Cameron needs to give Lansley the push

David Cameron is playing an interesting game at the moment. After promising to “cut the deficit, not the NHS” he went and did both anyway. In fact he went further still: NHS reforms include abolishing Primary Care Trusts and handing 60% of the NHS budget to new GP-led consortia.

Under Cameron’s watch, health secretary Andrew Lansley has done nothing else but implement the very measures the Tories have always wanted to do to the NHS, but never before being so stupid as to.

In return for Lansley’s loyalty to the cause, Cameron has given the minister a cold shoulder.

Nicholas Watt put it this way:

In public the prime minister expresses support for the hapless minister. In private few are left in doubt that the minister has been placed on the naughty step or, in the case of Andrew Lansley, on the you-have-had-the-political-stuffing-knocked-out-of-you step.

The BMA stopped short recently of delivering Lansley a vote of no confidence, concentrating on his poor reforms only, but that’s not the message put out today by nurses who will debate a motion of “no confidence” – informed in part by Lansley’s refusal to address the Royal College of Nursing conference in Liverpool, instead limiting himself to a 45-minute Q&A with 50 select nurses.

If that wasn’t bad enough for the minister, his spats with Lord Owen – who has called on Cameron to “replace existing health ministers” – and Norman Lamb have caused a public embarrassment.

The influential Lamb, who has threatened to resign unless the government acts favourably upon a series of demands on the NHS reforms, joins a number of rebel Lib Dem figures who have proposed changes to Lansley’s plans.

Cameron has responded by saying he regrets “charging ahead” on reform without support – a change of heart which will not bode well for the health minister, who will be first in the firing line if Cameron wants to save face.

Clearly Lansley should be sacked on merit of his terrible reforms, which threaten the very heart and soul of the NHS, and aims only to swamp the service with pro-privatisation measures.

But we should remember the minister is merely the architect of the plans.
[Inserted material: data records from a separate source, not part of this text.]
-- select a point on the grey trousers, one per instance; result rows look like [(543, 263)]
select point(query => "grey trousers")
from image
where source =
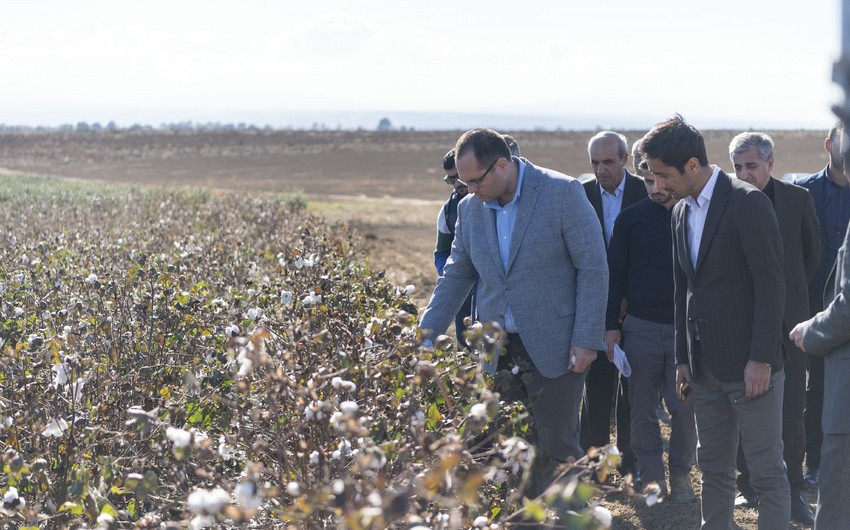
[(554, 405), (722, 411), (649, 348), (833, 511)]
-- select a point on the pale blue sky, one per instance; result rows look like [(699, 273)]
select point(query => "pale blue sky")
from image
[(615, 63)]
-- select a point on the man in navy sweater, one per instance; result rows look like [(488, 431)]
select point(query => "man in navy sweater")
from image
[(641, 234)]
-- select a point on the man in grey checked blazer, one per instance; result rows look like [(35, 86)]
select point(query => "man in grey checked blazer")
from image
[(523, 233)]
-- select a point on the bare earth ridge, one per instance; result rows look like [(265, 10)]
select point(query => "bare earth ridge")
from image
[(388, 186)]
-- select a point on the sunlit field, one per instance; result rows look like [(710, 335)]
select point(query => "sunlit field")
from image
[(185, 346)]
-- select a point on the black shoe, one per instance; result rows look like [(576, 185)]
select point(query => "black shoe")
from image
[(800, 510), (746, 500), (811, 476)]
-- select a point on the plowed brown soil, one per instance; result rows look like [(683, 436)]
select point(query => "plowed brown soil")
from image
[(386, 185)]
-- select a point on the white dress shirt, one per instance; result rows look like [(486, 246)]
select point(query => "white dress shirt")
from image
[(612, 203), (697, 211)]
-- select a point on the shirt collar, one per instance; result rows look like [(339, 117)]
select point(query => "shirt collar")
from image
[(707, 190), (618, 191)]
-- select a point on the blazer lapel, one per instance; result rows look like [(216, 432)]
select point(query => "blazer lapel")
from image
[(525, 210), (780, 204), (684, 242), (491, 237), (596, 201), (716, 205)]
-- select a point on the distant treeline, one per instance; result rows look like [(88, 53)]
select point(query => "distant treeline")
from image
[(112, 126), (383, 125)]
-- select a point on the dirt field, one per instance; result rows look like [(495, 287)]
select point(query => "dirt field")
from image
[(386, 185)]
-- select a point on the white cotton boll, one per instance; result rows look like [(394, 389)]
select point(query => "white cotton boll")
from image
[(479, 410), (285, 298), (224, 450), (349, 407), (311, 299), (246, 495), (613, 456), (603, 516), (55, 428), (246, 365), (294, 489), (179, 437), (34, 341), (12, 499), (206, 502), (201, 521), (60, 374)]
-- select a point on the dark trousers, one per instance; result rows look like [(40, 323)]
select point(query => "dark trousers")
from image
[(814, 411), (793, 426), (725, 418), (601, 394), (554, 405)]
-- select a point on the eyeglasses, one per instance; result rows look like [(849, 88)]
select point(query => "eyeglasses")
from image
[(477, 182)]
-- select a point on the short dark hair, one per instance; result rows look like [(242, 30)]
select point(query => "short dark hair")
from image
[(487, 145), (836, 131), (449, 160), (674, 142), (512, 144)]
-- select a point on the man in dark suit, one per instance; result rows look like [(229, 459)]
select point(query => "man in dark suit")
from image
[(828, 334), (752, 156), (541, 275), (729, 301), (612, 190), (831, 194)]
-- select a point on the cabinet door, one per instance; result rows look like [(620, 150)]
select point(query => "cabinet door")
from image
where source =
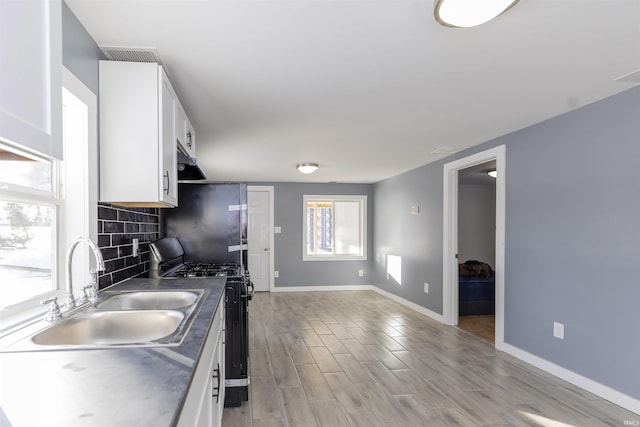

The Tories under Cameron are only delivering the destructive ethos they know and love.

In a thinly veiled attempt to rock the boat a bit, Rawnsley asked on Sunday:

Andrew Lansley is clearly in trouble … Does Mr Cameron need to find himself a new health secretary?

BMA votes to call upon Lansley’s health bill withdrawal

March 15, 2011 1 comment

This morning I read in the FT:

Andrew Lansley, health secretary, has opened the door to further concessions on the NHS bill, as the Liberal Democrat party overwhelmingly rejected his sweeping reform plans

This pertains to the decision by a majority of Liberal Democrats over the weekend, at their Sheffield conference, to vote for an “extensive and radical re-write of the government’s NHS bill”.

After this, the health secretary suggested he could “amend” his reforms.

Already a bad day for the UK health minister.

Then at around 11.45am, 15 March, the British Medical Association (BMA) “voted to call upon Andrew Lansley to withdraw the bill” adding that “any willing provider will hurt the provision of healthcare in the NHS in favour of private industry“.

Paul, in the comments thread of my last entry said: “Any resistance [re the health bill] will have to be from outside”. This is to suggest that the LibDem rebels will only manage to frame the ground with which they intend to rub up the coalition, which is not likely to bring it down. However, as acknowledged, this doesn’t preclude damage being made by the BMA.

Richard Blogger, who I owe a word of thanks to for pointing out the errors in my previous entry, also said in the comments thread:

The BMA SRM [Special Representative Meeting] is very interesting. This meeting will let off a lot of steam, but more important is what the BMA council will decide to do afterwards. If there is a decision not to take part in AWP [Any Willing Provider] then Lansley will be stuffed.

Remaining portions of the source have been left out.